Question

Atoms in a solid are not stationary, but vibrate about their equilibrium positions. Typically, the frequency of vibration is about f = 4.60 x 1012 Hz, and the amplitude is about 3.55 x 10-11 m. For a typical atom, what is its (a) maximum speed and (b) maximum acceleration?

Answer 1

We can find the maximum speed and acceleration by considering the general formula for simple harmonic motion.

Simple harmonic motion is defined as the motion of a particle experiencing an acceleration proportional to its distance from a point, with the acceleration pointing towards the point.

In essence: a = - k x

A solution to this second order differential equation is through the usage of trigonometrical identities, and we will exploit the unique characteristics of these trigonometrical identities to calculate the maximum speed and acceleration of the particle.

Firstly, let us examine what we already have. The frequency of the particle has been established at 4.60x10^12 hertz. Now using this frequency, we can introduce a useful parameter, the angular frequency. The angular frequency will be used in the calculations later.

We define the angular frequency to be 2π multiplied by the frequency.

w = 2 π f

Now a possible solution to the equation a = - k x is:

x = A sin (wt)

Where x is the position of the particle at time t, A is the amplitude of the particle, and w is the angular frequency. We can replace the w in the equation with 2πf, to obtain:

x = A sin ( 2πf t )

Now let us examine this equation closely. There is a sine function in the equation. Now we know that the sine of any number can only take a value between -1 and 1. This means that sin (2πf t) can only be between -1 and 1. When we consider this interesting observation in the equation, we notice that x can only take values between -A and A, which is consistent with the definition of an amplitude.

"A" represents the maximum displacement of the particle.

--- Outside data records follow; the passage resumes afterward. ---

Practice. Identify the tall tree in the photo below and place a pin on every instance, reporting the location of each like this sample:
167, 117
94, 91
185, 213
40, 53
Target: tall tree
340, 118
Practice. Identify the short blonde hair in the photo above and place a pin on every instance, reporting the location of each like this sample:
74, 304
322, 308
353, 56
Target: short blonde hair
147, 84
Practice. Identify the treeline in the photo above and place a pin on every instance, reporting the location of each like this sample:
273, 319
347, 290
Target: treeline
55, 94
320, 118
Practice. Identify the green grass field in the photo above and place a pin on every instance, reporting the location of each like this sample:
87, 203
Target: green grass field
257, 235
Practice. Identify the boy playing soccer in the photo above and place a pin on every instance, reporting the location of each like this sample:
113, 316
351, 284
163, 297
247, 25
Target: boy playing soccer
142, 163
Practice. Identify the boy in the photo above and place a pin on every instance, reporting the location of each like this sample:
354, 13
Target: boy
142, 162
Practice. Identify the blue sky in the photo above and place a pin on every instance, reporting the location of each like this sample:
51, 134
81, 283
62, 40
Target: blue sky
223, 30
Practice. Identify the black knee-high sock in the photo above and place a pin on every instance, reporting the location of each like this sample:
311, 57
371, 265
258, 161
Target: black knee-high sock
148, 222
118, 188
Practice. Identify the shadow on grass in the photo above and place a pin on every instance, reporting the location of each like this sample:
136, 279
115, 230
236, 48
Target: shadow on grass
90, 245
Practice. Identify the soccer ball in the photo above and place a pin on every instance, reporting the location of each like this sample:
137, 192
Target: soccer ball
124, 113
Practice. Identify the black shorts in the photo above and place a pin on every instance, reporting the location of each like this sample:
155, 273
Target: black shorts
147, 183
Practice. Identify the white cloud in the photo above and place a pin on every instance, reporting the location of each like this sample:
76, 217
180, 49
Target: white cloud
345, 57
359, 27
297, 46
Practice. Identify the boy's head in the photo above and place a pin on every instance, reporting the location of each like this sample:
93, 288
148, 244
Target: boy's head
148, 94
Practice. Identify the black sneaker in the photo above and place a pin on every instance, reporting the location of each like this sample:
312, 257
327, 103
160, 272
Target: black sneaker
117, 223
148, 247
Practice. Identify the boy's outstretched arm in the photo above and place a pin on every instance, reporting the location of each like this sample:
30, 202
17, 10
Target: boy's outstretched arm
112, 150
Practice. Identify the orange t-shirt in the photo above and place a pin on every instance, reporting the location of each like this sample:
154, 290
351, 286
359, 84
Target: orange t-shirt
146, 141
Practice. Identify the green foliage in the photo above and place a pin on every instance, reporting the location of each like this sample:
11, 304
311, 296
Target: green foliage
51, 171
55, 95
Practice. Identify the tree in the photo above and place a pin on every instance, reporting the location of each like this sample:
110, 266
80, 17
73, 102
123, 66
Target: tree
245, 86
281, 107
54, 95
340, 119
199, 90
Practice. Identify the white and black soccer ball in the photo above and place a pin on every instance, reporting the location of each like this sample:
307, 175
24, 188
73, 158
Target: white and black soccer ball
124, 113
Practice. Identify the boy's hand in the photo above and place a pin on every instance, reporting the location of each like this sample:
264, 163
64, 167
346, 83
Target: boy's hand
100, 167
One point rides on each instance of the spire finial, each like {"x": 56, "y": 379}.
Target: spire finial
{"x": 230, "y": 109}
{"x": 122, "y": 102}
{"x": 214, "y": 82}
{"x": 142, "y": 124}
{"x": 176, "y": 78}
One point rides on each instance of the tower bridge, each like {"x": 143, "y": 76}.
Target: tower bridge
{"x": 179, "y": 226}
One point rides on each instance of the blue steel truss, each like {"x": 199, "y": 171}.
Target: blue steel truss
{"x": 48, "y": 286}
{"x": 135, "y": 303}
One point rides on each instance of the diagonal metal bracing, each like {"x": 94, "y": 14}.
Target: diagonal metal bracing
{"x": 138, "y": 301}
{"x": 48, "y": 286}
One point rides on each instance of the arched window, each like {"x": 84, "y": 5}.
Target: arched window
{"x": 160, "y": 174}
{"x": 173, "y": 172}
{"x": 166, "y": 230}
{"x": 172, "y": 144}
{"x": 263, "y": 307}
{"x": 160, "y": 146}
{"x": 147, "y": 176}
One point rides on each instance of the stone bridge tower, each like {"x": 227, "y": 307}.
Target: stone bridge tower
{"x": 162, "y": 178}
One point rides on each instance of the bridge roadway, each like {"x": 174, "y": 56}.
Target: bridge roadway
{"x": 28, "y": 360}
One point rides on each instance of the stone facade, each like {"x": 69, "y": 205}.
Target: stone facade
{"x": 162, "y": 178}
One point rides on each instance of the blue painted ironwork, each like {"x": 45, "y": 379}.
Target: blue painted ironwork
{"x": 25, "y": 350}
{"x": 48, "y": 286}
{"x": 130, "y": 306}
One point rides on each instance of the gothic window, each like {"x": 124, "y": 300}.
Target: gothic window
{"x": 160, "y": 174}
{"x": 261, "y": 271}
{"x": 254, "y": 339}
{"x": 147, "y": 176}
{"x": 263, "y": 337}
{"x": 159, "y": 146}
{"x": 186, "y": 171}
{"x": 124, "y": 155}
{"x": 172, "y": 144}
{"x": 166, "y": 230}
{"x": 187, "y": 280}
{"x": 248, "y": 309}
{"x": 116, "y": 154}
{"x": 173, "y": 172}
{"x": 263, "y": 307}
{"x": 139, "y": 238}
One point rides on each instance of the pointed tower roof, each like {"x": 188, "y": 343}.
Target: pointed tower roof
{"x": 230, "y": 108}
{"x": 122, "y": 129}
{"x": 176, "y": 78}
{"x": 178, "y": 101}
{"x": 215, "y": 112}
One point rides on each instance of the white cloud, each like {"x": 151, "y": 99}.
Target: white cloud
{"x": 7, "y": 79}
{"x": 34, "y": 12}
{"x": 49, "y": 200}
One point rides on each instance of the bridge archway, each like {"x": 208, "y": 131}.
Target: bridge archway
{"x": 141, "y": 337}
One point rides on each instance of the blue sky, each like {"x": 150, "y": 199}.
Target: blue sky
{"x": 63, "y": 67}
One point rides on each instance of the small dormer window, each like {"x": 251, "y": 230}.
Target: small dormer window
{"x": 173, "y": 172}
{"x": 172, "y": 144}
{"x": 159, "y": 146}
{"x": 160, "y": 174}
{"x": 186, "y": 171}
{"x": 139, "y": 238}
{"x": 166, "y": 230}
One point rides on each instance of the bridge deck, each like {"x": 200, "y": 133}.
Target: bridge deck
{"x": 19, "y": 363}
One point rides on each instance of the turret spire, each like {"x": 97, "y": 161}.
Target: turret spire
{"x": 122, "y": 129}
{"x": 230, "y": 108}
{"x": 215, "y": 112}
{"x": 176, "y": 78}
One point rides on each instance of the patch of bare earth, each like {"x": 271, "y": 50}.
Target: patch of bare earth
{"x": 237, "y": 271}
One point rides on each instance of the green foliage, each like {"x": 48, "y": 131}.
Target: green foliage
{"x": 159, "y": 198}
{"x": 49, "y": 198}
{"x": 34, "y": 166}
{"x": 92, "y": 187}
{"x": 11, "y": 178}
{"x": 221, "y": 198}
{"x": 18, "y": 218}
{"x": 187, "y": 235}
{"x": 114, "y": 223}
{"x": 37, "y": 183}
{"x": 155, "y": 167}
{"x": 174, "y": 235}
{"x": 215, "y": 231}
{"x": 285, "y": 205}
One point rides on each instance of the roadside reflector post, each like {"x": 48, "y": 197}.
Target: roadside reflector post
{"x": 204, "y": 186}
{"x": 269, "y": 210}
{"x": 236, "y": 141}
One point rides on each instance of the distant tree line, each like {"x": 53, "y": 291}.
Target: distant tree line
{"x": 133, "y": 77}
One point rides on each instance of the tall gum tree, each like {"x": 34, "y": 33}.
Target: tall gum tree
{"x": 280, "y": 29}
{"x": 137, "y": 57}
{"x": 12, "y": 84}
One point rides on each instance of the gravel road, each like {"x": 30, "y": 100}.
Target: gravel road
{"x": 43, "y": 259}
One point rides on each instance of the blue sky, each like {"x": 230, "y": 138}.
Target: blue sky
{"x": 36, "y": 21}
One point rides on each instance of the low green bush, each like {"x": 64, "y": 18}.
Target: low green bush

Now we can apply a similar argument to the speed and acceleration of the particle.

We know that velocity v=dx/dt, the first time differential of the displacement.

So, let us differentiate our equation with respect to time.

x= A sin (2πf t)
v = dx/dt = (2πf) A cos (2πf t)

Notice that we have taken out the 2πf inside the sine function as part of the chain rule, and the sine has been differentiated to cosine.

Upon inspection, we notice something similar to the maximum displacement argument. cos ( 2πf t) can only take values between -1 and 1. Also, 2πf and A are both constants.

Thus, the maximum velocity occurs when cos ( 2πf t) = 1

v(max) = ( 2πf ) A (1)

With f=4.6x10^12, and A = 3.55x10^-11 m, we obtain v(max) = 1026.04 ms^-1

Now a=dv/dt. Differentiating the velocity equation one more time:

v = ( 2πf ) A cos ( 2πf t)
dv/dt = - ( 2πf )² A sin ( 2πf t)

Now we have a negative sign in front. This is expected, because of the definition of simple harmonic motion: a= -kx. Remember that x= A sin ( 2πf t), so the acceleration is simply a = - ( 2πf )² x

But that aside, we also notice that sin (2πf t) is bound between -1 and 1 again. This time, the maximum acceleration occurs when sin ( 2πf t) = -1. Thus,

a(max) = ( 2πf )² A

Subbing in the values, we obtain a(max) = 2.96 x 10^16 m/s^2